Recommandation GuideGxP : se préparer maintenant, sans surestimer le projet
Les organisations n’ont pas besoin d’attendre un Annex 22 final pour établir une base défendable de gouvernance de l’AI. L’action appropriée ne consiste pas à qualifier rétrospectivement tout outil analytique avancé d’AI, ni à introduire une « politique AI » non structurée. Il convient plutôt de réaliser une évaluation ciblée et fondée sur le risque des systèmes utilisant des modèles entraînés et susceptibles d’influencer des décisions GMP ou des données critiques.
| Domaine de préparation | Recommandation pratique GuideGxP |
|---|---|
| Inventaire des cas d’utilisation | Identifier les modèles AI/ML dans les procédés GMP, y compris les fonctionnalités fournies par des fournisseurs, et déterminer si leurs résultats ont un impact direct sur la sécurité des patients, la qualité des produits ou l’intégrité des données. |
| Usage prévu | Établir des déclarations d’usage prévu approuvées, des limites de décision, l’espace d’échantillonnage des entrées, les limites connues, les modes de défaillance et les SME du procédé responsables. |
| Gouvernance des données | Cartographier les jeux de données d’entraînement, de validation et d’essai ; préserver la provenance, la justification de l’étiquetage, le contrôle des accès, les audit trails, l’indépendance et la conservation. |
| Stratégie de validation | Définir des métriques appropriées au risque et des critères d’acceptation par sous-groupe avant l’essai final ; documenter la référence de performance de tout procédé remplacé. |
| Maîtrise opérationnelle | Soumettre le modèle, sa configuration, ses interfaces et le procédé associé à la maîtrise des changements ; définir la surveillance des performances, de la dérive et des limites d’entrée. |
| Supervision humaine | Préciser la responsabilité décisionnelle de l’opérateur ainsi que les preuves de formation et de performance cohérente partout où HITL est utilisé. |
QA devrait s’assurer que la responsabilité n’est pas fragmentée entre data science, IT/CSV, fabrication et fournisseurs. Le projet attend une coopération étroite entre les parties concernées lors de la sélection de l’algorithme, de l’entraînement, de la validation, des essais et de l’exploitation, avec des qualifications appropriées, des responsabilités définies et des accès adaptés. L’utilisateur réglementé est censé détenir et examiner la documentation pertinente, même lorsque l’entraînement, la validation ou les essais sont réalisés par un fournisseur ou un prestataire de services.

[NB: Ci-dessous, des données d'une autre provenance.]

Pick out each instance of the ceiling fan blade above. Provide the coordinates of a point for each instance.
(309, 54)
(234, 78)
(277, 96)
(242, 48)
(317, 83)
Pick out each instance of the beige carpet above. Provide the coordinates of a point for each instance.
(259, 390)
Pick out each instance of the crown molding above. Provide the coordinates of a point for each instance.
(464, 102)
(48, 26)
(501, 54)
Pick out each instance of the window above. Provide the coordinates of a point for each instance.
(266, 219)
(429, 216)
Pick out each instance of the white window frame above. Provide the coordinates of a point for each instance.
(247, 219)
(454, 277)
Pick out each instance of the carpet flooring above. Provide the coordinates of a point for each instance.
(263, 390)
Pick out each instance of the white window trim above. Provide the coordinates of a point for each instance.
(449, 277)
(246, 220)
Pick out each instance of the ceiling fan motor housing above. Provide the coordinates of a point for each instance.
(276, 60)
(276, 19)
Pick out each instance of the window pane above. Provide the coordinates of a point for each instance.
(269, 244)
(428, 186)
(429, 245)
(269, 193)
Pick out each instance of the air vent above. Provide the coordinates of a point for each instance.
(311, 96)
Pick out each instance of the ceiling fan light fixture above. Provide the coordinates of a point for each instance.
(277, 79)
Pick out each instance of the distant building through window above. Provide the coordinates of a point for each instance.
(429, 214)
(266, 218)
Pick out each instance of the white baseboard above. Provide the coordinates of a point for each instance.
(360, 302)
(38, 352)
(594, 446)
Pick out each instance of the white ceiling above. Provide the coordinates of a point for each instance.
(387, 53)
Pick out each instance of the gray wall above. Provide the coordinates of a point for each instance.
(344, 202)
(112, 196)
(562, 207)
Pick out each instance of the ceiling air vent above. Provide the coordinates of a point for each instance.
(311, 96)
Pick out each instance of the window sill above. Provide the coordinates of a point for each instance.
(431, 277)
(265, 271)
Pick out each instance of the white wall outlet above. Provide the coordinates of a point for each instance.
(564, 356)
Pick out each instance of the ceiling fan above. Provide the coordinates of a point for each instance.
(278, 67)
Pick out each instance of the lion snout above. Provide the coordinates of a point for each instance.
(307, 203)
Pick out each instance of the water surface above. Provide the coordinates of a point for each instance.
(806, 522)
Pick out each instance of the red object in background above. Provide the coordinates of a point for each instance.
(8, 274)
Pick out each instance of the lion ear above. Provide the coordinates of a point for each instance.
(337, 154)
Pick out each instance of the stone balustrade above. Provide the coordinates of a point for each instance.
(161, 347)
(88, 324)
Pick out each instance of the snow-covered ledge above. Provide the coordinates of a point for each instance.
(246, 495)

Point clé : le projet d’Annex 22 est un cadre ciblé permettant de démontrer qu’un modèle AI/ML critique est adapté à son utilisation GMP définie, testé de manière indépendante, explicable à un degré approprié, maîtrisé en exploitation et surveillé vis-à-vis de la dérive.
Points à suivre
La page des publications PIC/S présente actuellement « Draft guidelines: New annex 22 - Artificial intelligence » comme un projet de document dans le PIC/S GMP Guide. Les organisations devraient suivre les communications PIC/S concernant la consultation, la révision, la finalisation et toute information de mise en œuvre associée. D’ici là, les travaux internes de préparation devraient être gérés via les cadres existants de PQS, QRM, gestion des fournisseurs, CSV, intégrité des données et maîtrise des changements, en distinguant clairement les obligations GMP actuelles des mesures prises en anticipation du projet.